Błąd podczas podłączenia drugiego dysku twardego

Witam

Mam problem z dyskiem twardym.

Mianowicie chodzi o to że nie mogę go podpiąć jako drugi, do mojego zestawu komputerowego.

Kiedy mam jeden dysk, wszystko pracuje idealnie. Kiedy podpinam drugi, komputer się nie uruchamia.

Dyski to odpowiednio:

Seagate Baracuda 7200.10 160 GB (ST3160825AS) ( DYSK PODPINANY )

----------’’----------------- 7200.9 250 GB (ST3250624AS) ( DYSK NA KTÓRYM PRACUJĘ )

Dodam że podczas instalacji WINDOWSA wyskakuje błąd który objawia się zawieszeniem. Komputer się nie uruchamia.

Podpięty dysk jest “widzialny” w BIOSIE jednak nic ponad to.

Nie ma różnicy czy jest przypisany jako pierwszy, czy jako drugi.

Dodam że jak podpinam samą 160 i chce ją sformatować (WIN XP SP3) to zawiesza się po bootowaniu płyty

Proszę o pomoc w rozwiązaniu problemu.

Z góry THX :smiley:

Podaj nazwę płyty głownej to będzie łatwiej…

O.K

Płytka to asus p5qle

Próbowałeś je formatować innymi programami ?, np: Acronisem,Partition Managerem ? ,oczywiście mówię o bootowalnych wersjach z DVD/Pendrive.Także paczkę wszelakich rodzajów tego typu programów znajdziesz na specjalnie przygotowanej płycie Hiren Boot .

Dodane 08.09.2010 (Śr) 22:10

Można też przelecieć jakimś programem do skanowania błędów czy HDD Regeneratorem sprawdzić czy nie ma bad sectorów.

Podepnij oba dyski. Wypal płytkę Linux LiveCD, np: Ubuntu i odpal z niej kompa. Zobacz, czy masz dostęp do obu dysków.

Jeśli tak, wina leży po stronie XP i będziemy dalej działać.

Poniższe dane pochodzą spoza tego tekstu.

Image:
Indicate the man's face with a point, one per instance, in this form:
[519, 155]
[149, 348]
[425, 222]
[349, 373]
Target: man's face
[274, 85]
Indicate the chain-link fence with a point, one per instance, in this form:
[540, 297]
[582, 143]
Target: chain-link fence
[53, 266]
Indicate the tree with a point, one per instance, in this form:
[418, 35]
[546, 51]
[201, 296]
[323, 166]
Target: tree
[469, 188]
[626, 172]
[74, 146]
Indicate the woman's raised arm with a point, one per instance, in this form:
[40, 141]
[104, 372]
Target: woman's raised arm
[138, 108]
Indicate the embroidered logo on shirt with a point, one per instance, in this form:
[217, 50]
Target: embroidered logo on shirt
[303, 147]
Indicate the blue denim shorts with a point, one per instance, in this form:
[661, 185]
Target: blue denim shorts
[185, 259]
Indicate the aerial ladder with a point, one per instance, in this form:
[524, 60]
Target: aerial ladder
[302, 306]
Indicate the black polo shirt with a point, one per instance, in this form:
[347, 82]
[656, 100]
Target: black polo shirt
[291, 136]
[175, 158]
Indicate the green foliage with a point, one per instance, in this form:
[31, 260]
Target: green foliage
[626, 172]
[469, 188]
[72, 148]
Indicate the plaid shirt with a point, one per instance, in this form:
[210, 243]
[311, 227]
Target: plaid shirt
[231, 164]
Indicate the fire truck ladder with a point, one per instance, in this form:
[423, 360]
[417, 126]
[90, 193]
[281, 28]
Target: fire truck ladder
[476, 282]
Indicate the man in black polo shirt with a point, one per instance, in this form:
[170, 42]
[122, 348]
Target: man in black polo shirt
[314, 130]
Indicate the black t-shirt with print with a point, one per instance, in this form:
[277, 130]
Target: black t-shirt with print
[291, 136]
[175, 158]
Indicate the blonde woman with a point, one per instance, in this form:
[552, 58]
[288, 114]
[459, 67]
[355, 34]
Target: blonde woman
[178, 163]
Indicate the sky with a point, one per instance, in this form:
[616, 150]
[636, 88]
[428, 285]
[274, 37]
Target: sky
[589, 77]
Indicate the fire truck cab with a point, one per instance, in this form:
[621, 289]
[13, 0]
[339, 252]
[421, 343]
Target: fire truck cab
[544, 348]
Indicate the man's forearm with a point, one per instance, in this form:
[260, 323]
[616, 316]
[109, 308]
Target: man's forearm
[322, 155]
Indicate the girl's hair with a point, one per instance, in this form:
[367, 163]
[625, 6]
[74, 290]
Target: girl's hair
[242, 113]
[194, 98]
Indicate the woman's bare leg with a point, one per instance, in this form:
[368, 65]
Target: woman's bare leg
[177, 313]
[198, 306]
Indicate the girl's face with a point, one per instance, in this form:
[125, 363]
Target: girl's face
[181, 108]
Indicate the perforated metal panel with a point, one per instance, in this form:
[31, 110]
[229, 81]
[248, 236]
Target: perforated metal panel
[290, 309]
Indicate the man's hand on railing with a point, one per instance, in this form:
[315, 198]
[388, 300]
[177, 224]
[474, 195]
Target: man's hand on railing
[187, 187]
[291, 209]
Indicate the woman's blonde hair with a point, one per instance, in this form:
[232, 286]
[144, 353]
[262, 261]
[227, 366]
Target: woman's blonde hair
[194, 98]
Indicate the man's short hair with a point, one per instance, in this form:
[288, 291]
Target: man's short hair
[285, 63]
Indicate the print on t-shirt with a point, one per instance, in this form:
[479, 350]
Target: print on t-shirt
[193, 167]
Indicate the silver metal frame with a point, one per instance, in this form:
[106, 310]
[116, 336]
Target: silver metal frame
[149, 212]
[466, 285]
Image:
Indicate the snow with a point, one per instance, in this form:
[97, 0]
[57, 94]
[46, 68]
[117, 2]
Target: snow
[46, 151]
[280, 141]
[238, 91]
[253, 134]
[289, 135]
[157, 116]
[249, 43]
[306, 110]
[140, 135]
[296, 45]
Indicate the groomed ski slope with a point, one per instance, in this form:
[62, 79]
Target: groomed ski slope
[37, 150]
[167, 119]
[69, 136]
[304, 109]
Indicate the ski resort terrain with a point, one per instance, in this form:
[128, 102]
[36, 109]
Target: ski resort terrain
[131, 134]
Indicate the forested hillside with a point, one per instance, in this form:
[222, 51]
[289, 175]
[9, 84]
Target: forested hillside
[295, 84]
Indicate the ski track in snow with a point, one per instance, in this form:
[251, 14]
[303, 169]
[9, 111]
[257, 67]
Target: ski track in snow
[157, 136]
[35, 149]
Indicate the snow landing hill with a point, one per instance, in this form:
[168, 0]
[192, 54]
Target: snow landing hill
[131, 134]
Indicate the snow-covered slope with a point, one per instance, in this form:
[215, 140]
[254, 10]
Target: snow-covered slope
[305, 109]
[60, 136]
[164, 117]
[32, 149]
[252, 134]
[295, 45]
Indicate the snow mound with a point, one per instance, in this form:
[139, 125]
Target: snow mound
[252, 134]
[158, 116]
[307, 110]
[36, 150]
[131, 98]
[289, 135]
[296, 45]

piotrek1976 , nazwij proszę temat konkretnie, bez zbędnych problemów w tytule. Inaczej wyciągnę konsekwencje. Przeczytaj proszę ten temat.

poradnik-uzywania-forum-zakladanie-edycja-tematu-t394978.html

Witam,

Z Twojego opisu - formatowanie 160G zawiesza kompa - wynika, że problem (wg mnie) leży na poziomie samego dysku. Prawdopodobnie elektronika jest dobra, dlatego w biosie go widać, ale kiedy dochodzi do fizycznego dostępu do talerzy to się wiesza. Można wnioskować, że uszkodzona jest mechanika dysku (pozycjonowanie głowic, albo skrzywiony/e talerz/e).

Spróbuj (jeżeli masz możliwość) podpiąć ten dysk do innego kompa niż Twój i zobacz czy tam też będzie ten problem.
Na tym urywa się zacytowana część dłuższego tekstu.